Mechanistic studies of Wnt/β-catenin activation in liver development have implicated FGF proteins as upstream mediators of this pathway. Positive corrections have been reported between FGF-10 expression and β-catenin activation. Moreover, β-catenin expression in hepatoblasts is stimulated by release of FGF-10 from stellate cells [49]. Furthermore, FGF-2, FGF-4 and FGF-8 have been reported to promote an increase in the number of hepatic progenitor cells in ex vivo embryonic livers. Interestingly, hepatic β-catenin expression is induced by addition of these growth factors to explanted livers, suggesting FGFs as activators of the Wnt pathway, where FGF-8 is a known downstream target of the Wnt pathway [21].

Therefore, plenty of evidence demonstrated crucial role of Wnt/β-catenin signaling in liver development [50]. Livers from mouse embryos cultured in the presence of a β-catenin antisense oligonucleotide demonstrated a reduction in proliferation with a simultaneous increment of apoptosis [51]. Additionally, blockage of β-catenin expression through overexpression of pathway inhibitors led to decreased liver size with alteration of liver shape [49]. This data supports a highly temporal expression and activation of the Wnt/β-catenin signaling pathway during the process of normal liver development and any deviation from this norm could lead to abnormal growth with its consequences.

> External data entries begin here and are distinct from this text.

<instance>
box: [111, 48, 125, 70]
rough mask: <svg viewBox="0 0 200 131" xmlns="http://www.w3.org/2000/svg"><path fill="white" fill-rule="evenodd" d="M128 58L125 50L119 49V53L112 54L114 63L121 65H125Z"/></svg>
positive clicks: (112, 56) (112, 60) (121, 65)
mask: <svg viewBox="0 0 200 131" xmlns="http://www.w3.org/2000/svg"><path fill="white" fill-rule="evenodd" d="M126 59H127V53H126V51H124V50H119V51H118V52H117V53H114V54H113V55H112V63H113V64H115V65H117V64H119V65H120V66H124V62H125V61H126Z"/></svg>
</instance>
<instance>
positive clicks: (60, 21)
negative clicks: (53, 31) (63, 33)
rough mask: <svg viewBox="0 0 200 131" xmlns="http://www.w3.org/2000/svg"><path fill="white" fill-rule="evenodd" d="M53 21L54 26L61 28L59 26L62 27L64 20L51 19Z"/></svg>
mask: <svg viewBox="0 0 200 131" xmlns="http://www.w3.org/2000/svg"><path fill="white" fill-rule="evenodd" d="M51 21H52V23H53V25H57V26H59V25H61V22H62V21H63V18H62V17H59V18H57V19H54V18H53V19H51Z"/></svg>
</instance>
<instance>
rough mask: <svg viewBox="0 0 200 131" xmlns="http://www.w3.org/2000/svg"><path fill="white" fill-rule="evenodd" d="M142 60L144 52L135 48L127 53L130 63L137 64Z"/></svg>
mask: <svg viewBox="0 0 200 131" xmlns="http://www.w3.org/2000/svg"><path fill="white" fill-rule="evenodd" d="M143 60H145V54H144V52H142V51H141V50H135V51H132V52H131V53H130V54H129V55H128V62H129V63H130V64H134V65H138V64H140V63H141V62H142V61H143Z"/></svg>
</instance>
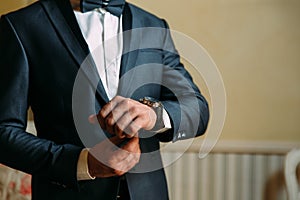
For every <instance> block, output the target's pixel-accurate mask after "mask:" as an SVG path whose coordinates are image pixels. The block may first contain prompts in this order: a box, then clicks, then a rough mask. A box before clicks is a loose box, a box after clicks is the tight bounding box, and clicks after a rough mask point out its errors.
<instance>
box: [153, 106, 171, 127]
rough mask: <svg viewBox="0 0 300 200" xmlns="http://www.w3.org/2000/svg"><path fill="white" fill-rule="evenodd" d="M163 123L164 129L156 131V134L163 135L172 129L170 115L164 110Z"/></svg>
mask: <svg viewBox="0 0 300 200" xmlns="http://www.w3.org/2000/svg"><path fill="white" fill-rule="evenodd" d="M163 123H164V127H163V128H162V129H160V130H158V131H156V133H163V132H165V131H167V130H169V129H171V128H172V125H171V120H170V117H169V114H168V113H167V111H166V110H165V109H163Z"/></svg>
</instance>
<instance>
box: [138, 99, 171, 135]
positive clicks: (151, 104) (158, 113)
mask: <svg viewBox="0 0 300 200" xmlns="http://www.w3.org/2000/svg"><path fill="white" fill-rule="evenodd" d="M139 101H140V102H141V103H142V104H145V105H147V106H149V107H151V109H153V111H154V112H155V114H156V121H155V124H154V126H153V128H152V129H151V131H154V132H156V131H159V130H161V129H163V128H164V127H165V126H164V122H163V110H164V107H163V105H162V103H161V102H160V101H158V100H156V99H154V98H152V97H144V98H142V99H140V100H139Z"/></svg>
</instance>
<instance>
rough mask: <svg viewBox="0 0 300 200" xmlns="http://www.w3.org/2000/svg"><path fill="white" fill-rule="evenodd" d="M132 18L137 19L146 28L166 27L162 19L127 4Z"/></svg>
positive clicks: (163, 19) (145, 11)
mask: <svg viewBox="0 0 300 200" xmlns="http://www.w3.org/2000/svg"><path fill="white" fill-rule="evenodd" d="M128 5H129V7H130V10H131V12H132V14H133V16H136V17H138V19H139V20H141V21H143V22H144V24H147V26H152V27H166V22H165V20H164V19H162V18H160V17H158V16H156V15H154V14H152V13H150V12H148V11H146V10H144V9H142V8H140V7H138V6H136V5H133V4H131V3H128Z"/></svg>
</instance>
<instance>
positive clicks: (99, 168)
mask: <svg viewBox="0 0 300 200" xmlns="http://www.w3.org/2000/svg"><path fill="white" fill-rule="evenodd" d="M120 141H124V140H120V139H119V138H118V137H117V136H115V137H112V138H110V139H108V140H105V141H103V142H101V143H99V144H98V145H96V146H95V147H93V148H92V149H91V150H90V154H89V163H88V164H89V170H90V172H91V174H92V175H93V176H96V177H110V176H116V175H117V176H120V175H123V174H124V173H126V172H128V171H129V170H130V169H132V168H133V167H134V166H135V165H136V164H137V163H138V162H139V159H140V155H141V150H140V146H139V139H138V138H132V139H130V140H129V141H128V142H127V143H126V144H125V145H124V146H122V147H121V148H116V145H119V144H120ZM113 146H114V148H113ZM92 152H93V153H92Z"/></svg>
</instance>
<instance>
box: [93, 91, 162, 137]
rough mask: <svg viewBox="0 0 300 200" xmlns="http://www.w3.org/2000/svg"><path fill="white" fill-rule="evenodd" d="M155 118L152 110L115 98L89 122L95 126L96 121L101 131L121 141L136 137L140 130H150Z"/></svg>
mask: <svg viewBox="0 0 300 200" xmlns="http://www.w3.org/2000/svg"><path fill="white" fill-rule="evenodd" d="M156 118H157V116H156V114H155V112H154V110H153V109H152V108H150V107H149V106H146V105H144V104H142V103H140V102H138V101H135V100H132V99H129V98H124V97H121V96H116V97H115V98H113V99H112V100H111V101H110V102H109V103H107V104H106V105H105V106H104V107H103V108H102V109H101V110H100V111H99V113H98V115H97V117H96V116H94V115H92V116H90V117H89V122H90V123H92V124H95V121H96V119H97V121H98V123H99V124H100V126H101V128H102V129H103V130H105V131H107V132H108V133H110V134H112V135H117V136H118V137H119V138H121V139H123V138H125V137H127V138H132V137H134V136H136V135H137V134H138V132H139V131H140V130H141V129H145V130H151V129H152V128H153V127H154V125H155V122H156Z"/></svg>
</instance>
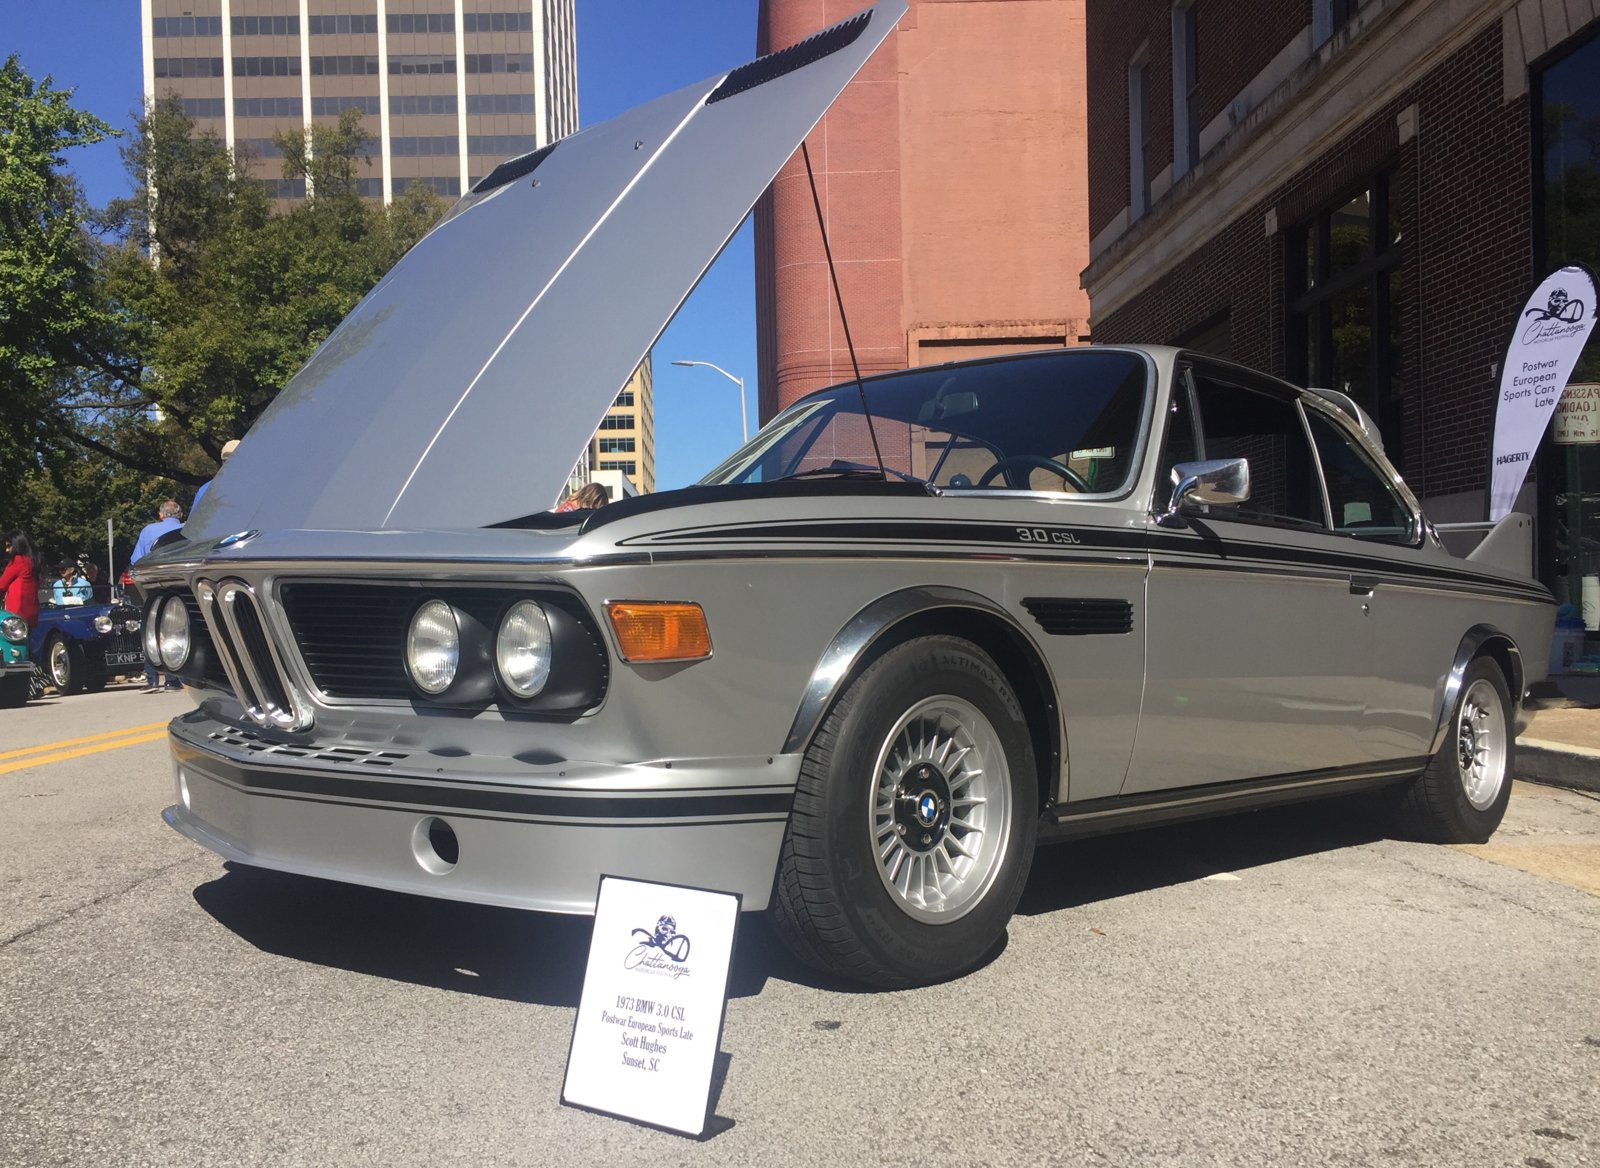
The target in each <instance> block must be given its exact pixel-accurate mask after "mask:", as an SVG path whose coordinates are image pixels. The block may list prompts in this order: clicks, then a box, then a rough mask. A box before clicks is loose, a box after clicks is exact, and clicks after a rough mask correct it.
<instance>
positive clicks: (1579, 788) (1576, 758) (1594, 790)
mask: <svg viewBox="0 0 1600 1168" xmlns="http://www.w3.org/2000/svg"><path fill="white" fill-rule="evenodd" d="M1517 778H1518V779H1528V781H1530V782H1547V784H1550V786H1552V787H1570V789H1571V790H1592V792H1595V794H1600V750H1590V749H1589V747H1582V746H1568V744H1566V742H1547V741H1544V739H1538V738H1520V739H1517Z"/></svg>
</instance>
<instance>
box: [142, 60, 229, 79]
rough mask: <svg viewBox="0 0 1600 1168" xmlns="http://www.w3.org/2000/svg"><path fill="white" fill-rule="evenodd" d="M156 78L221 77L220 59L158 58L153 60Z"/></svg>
mask: <svg viewBox="0 0 1600 1168" xmlns="http://www.w3.org/2000/svg"><path fill="white" fill-rule="evenodd" d="M155 75H157V77H221V75H222V58H219V56H158V58H155Z"/></svg>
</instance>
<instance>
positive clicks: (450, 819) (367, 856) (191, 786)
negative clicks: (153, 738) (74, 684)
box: [162, 714, 800, 914]
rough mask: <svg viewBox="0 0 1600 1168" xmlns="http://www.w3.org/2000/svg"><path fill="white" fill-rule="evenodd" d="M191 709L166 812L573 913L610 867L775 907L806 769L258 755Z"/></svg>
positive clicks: (623, 874) (180, 733) (644, 877)
mask: <svg viewBox="0 0 1600 1168" xmlns="http://www.w3.org/2000/svg"><path fill="white" fill-rule="evenodd" d="M216 728H221V730H222V731H224V733H221V734H219V733H214V730H216ZM230 738H234V736H232V734H230V733H227V728H226V726H221V723H213V722H211V720H210V718H203V717H198V715H194V714H192V715H187V717H186V718H181V720H178V722H174V723H173V725H171V728H170V741H171V749H173V773H174V774H173V778H174V784H176V789H178V802H176V803H173V806H170V808H166V810H165V811H163V813H162V818H163V819H165V821H166V824H168V826H170V827H173V829H174V830H178V832H179V834H182V835H187V837H189V838H190V840H194V842H195V843H200V845H202V846H205V848H208V850H211V851H214V853H216V854H219V856H222V858H224V859H230V861H237V862H240V864H251V866H256V867H269V869H278V870H283V872H298V874H301V875H312V877H322V878H325V880H341V882H346V883H355V885H368V886H373V888H389V890H394V891H403V893H418V894H421V896H437V898H443V899H453V901H474V902H478V904H501V906H509V907H517V909H538V910H544V912H571V914H587V912H594V904H595V893H597V890H598V883H600V875H602V874H608V875H626V877H635V878H643V880H659V882H664V883H678V885H693V886H698V888H715V890H718V891H731V893H741V894H742V896H744V907H746V909H765V907H766V902H768V898H770V894H771V885H773V872H774V870H776V866H778V850H779V845H781V843H782V834H784V824H786V822H787V818H789V806H790V803H792V798H794V786H795V778H797V774H798V768H800V758H798V755H778V757H774V758H773V760H771V763H770V765H768V760H766V758H765V757H763V758H762V760H760V763H762V766H760V781H758V782H741V786H728V784H726V774H728V766H726V765H725V763H726V762H728V760H683V762H677V763H674V765H666V763H656V765H651V766H614V768H610V770H608V768H600V766H595V765H573V763H563V765H562V766H560V770H557V768H555V766H544V768H525V770H526V771H528V773H526V774H525V776H522V778H518V779H517V781H515V782H512V781H507V779H506V778H496V779H493V781H491V779H485V778H480V776H477V774H474V776H470V778H462V776H459V774H445V773H442V771H432V773H426V774H424V773H416V771H398V770H374V768H363V766H362V765H360V763H328V762H320V760H318V758H306V757H286V755H277V754H262V752H259V750H258V752H251V750H248V749H238V747H237V746H232V744H227V739H230ZM435 762H442V760H435ZM450 762H453V763H458V762H459V763H469V760H450ZM464 770H470V763H469V766H467V768H464ZM696 773H699V779H696ZM709 774H718V776H720V778H722V782H720V784H717V782H714V784H710V786H707V784H706V782H704V779H706V778H707V776H709ZM442 826H443V827H442ZM442 843H443V846H440V845H442ZM451 861H453V862H451Z"/></svg>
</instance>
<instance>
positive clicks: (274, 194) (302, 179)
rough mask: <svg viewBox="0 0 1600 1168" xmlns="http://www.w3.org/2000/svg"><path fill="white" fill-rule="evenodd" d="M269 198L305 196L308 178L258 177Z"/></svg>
mask: <svg viewBox="0 0 1600 1168" xmlns="http://www.w3.org/2000/svg"><path fill="white" fill-rule="evenodd" d="M256 186H259V187H261V189H262V190H266V192H267V197H269V198H304V197H306V179H256Z"/></svg>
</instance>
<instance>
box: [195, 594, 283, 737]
mask: <svg viewBox="0 0 1600 1168" xmlns="http://www.w3.org/2000/svg"><path fill="white" fill-rule="evenodd" d="M195 597H197V598H198V600H200V613H202V616H205V622H206V629H208V630H210V632H211V643H213V645H216V650H218V656H219V658H221V659H222V669H224V672H226V674H227V680H229V683H230V685H232V686H234V693H235V694H238V702H240V706H243V709H245V715H246V717H248V718H250V720H251V722H256V723H259V725H262V726H272V728H275V730H307V728H309V726H310V715H309V712H307V709H306V704H304V702H301V701H298V698H296V693H294V688H293V685H290V675H288V670H286V669H285V667H283V658H282V656H280V654H278V646H277V642H275V640H274V637H272V634H270V630H269V626H267V621H266V613H262V610H261V602H259V598H258V597H256V590H254V589H253V587H250V584H246V582H245V581H240V579H222V581H216V582H213V581H208V579H198V581H195ZM246 626H248V627H246ZM262 650H264V651H262Z"/></svg>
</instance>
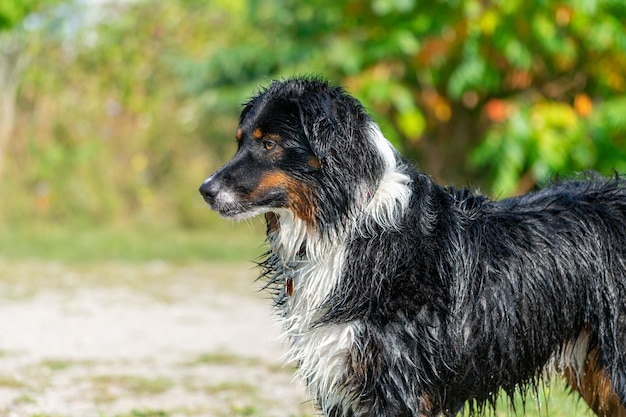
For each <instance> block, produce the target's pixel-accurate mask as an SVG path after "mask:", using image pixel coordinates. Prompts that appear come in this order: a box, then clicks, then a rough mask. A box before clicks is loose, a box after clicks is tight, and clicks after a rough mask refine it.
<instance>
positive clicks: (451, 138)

The last stage of recellularization was characterized by differentiation of hepatoblasts into mature, fully functional hepatocytes as mature hepatocytes start to organize into cord-like structures in part through stimulation by HGF. At this differentiation process, the liver bio-scaffold was enriched with transcription factors such as HNF, which controls cell fate decisions. HFN-4α is considered vital for differentiation into a hepatocyte phenotype, in addition to the development of the parenchyma [52]. This was in line with the results of the current study as there was a significant downregulation in the expression of AFP with significant upregulation in the expression of HFN-4α and C/EBPα demonstrating hepatocyte maturation. This was concomitant with progressive increase in functional ability as evidenced by enhanced albumin secretion as well as urea synthesis in culture media. Moreover, β-catenin’s role in cell-cell adhesion may also be vital for hepatocyte maturity, as the association of β-catenin with E-cadherin increases between E16 and E18 in the murine liver [53]. With this context, the current study showed decreased total level of b-catenin with increased phosphorylated than the activated forms of b- catenin in last stage which could be explained by the presence of membrane-associated b-catenin.

5. Conclusions

In the present study, perfusion protocol for decellularization generates a three-dimensional organ scaffold that can be used to establish human liver grafts for transplantation using iPSCs recellularizaton. Additionally, current data raised the significance of the Wnt/β-catenin pathway in iPSCs differentiation into hepatocytes (Graphical Abstract).